View Full Version : sinar f1 or sinar p...

james morgan
8-Jun-2010, 08:32
i'm trying to buy my first 4x5 on a budget. after reading/looking, i've narrowed down to getting a used sinar. there're several available on the auction site, but i can't decide between the f1 and the p.

i'll be using the monorail in a studio setting, so weight and portability is not an issue. ease of use (i'm a total newbie) and performance are.

from what i gather, the sinar p (almost twice the price?) is a better camera compared to the sinar f1, but in what ways? can i get an f1 and replace with parts (standards) for the sinar p later on?

any advice and recommendations for either of these cameras is greatly appreciated.



8-Jun-2010, 08:38
P, by all means. Even for travel I'd recommend the F2 at the very least - the F/F1 front standard is rather on the flimsy side.

james morgan
8-Jun-2010, 09:18
thanks, sevo.

can i do most of my focusing and shifting using just the back standard alone? sorry, newbie question right there. :D (my work is mainly artwork repro)

i intend to just fix the lens/front standard and just work the back. if that's the case, would the f1 suffice? also, could i replace the front standard with this?



8-Jun-2010, 09:24
If weight and portability isn't an issue, and if the price you'll have to pay isn't an issue, then get a P.

The F was intended as a "starter" view camera, but Sinar's definition of "starter" is not at all like "beginner". More like, "entry into our modular system so that we can sell much more stuff to the F's owner." There is nothing about the F that relegates it to beginners, and it is still a top-notch professional camera.

You can easily combine F and P standards on the same rail. The P bearers and standards go together--the standard isn't detachable from the bearer on the F in the same way. So, if you change, say, the rear standard from an F to a P, you have to change everything. But everything that attaches to it will work on either.

The main difference between the F and P is geared movements. The F uses friction movements for tilt, swing, and shift. The F1 and F2 use separate locks for shift and swing, while the F uses the same lock.

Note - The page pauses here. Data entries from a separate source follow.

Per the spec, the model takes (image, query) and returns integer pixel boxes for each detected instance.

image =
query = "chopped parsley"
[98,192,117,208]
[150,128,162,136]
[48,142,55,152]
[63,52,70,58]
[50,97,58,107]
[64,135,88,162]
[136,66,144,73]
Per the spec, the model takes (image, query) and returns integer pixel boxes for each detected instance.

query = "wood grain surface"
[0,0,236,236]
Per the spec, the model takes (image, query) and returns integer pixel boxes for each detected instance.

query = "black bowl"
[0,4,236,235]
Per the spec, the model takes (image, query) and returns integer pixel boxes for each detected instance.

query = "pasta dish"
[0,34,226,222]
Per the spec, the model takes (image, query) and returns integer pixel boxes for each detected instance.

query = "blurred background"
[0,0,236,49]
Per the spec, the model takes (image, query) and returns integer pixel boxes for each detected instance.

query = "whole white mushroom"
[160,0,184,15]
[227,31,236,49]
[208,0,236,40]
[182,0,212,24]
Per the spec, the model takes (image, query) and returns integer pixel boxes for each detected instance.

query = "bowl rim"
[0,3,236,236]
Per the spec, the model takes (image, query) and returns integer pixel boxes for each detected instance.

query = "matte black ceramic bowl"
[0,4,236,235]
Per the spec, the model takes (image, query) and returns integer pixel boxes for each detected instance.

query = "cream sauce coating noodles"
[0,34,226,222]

The F only has base tilts, while the P has both base and axis tilts. Both are yaw-free designs, however. The F has geared movements only for rear focus, and the F2 for both rear and front focus.

The F and F1 front standard is the same as the "multipurpose" standard used on a P for connecting sections of bellows together, holding the front of a compendium shade, holding the binocular viewer, providing a macro stage, etc. It uses a clip that goes under the bottom and hooks into the standard on the other side of the rail. Those clips have to be treated with care. The F2 has a solid front rail block like the rear standards of all Fs, which is also why it has geared focus. The F1 and F2 have a better design for the detent track for swings--the F uses a ball bearing riding in an aluminum channel, and the F1/F2 uses a steel wear plate between the two. For long-term use, I would prefer the latter.

The F2 has a metering back, while the F and F1 back does not have the slot for the metering probe, if that's important to you. All the P cameras had the metering back.

All of them will take the same bellows, boards, and other accessories. All will accept the Sinar shutter.

There is no problem with stiffness on the F series--they are quite stiff and strong in normal service, and also compared to many cameras that are highly respected on these pages. You may get distortion if you try to crank the standards together beyond the maximum compression of the bellows, but I think it would take a pretty stiff breeze to get an F standard to wiggle when tightened down. But with friction movements, they don't have the fine control and repeatability of the P series. That said, that affects efficiency more than effectiveness--I've never had trouble getting the movements adjusted just as I wanted them with my F/F2. It may have taken a bit more fiddling, that's all.

Rick "hitting a 10-penny nail with a 10-pound hammer" Denney

8-Jun-2010, 12:28
I would recommend the cheap route. It is a modular sytem so you can buy a P later and then use it together with f components for close up work. A very tidy 240mm APO Ronar would be good for making reproductions and inexpensive but you will need an extension rail for the sinar. A macro sironar would be nice and bright but more expensive, look at some of Ken Lee's flowers and leaves in the image sharing thread for an example. A more general purpose lens would be fine and may be a better use of money. IMHO spend money on a very good lens and plenty of film holders, dont worry about the camera, you will probably change your mind after using it for a while.


Glenn Goldapp
9-Jun-2010, 20:40
James, The Sinar is designed to measure all swings and tilts for focusing on the rear standard. Once the calculation are made it is transfered to the front. So the answer is yes, you can use the rear to focus. But, it is then transfered to the front. A quick point on the metering back. I have never seen a P with a metering back. I believe the metering back appeared with the P2 and the F2. I have 3 Sinars. Bought an F in 1973. In 1980 got a Wista but sold it and went right back to my Sinar and have never been sorry.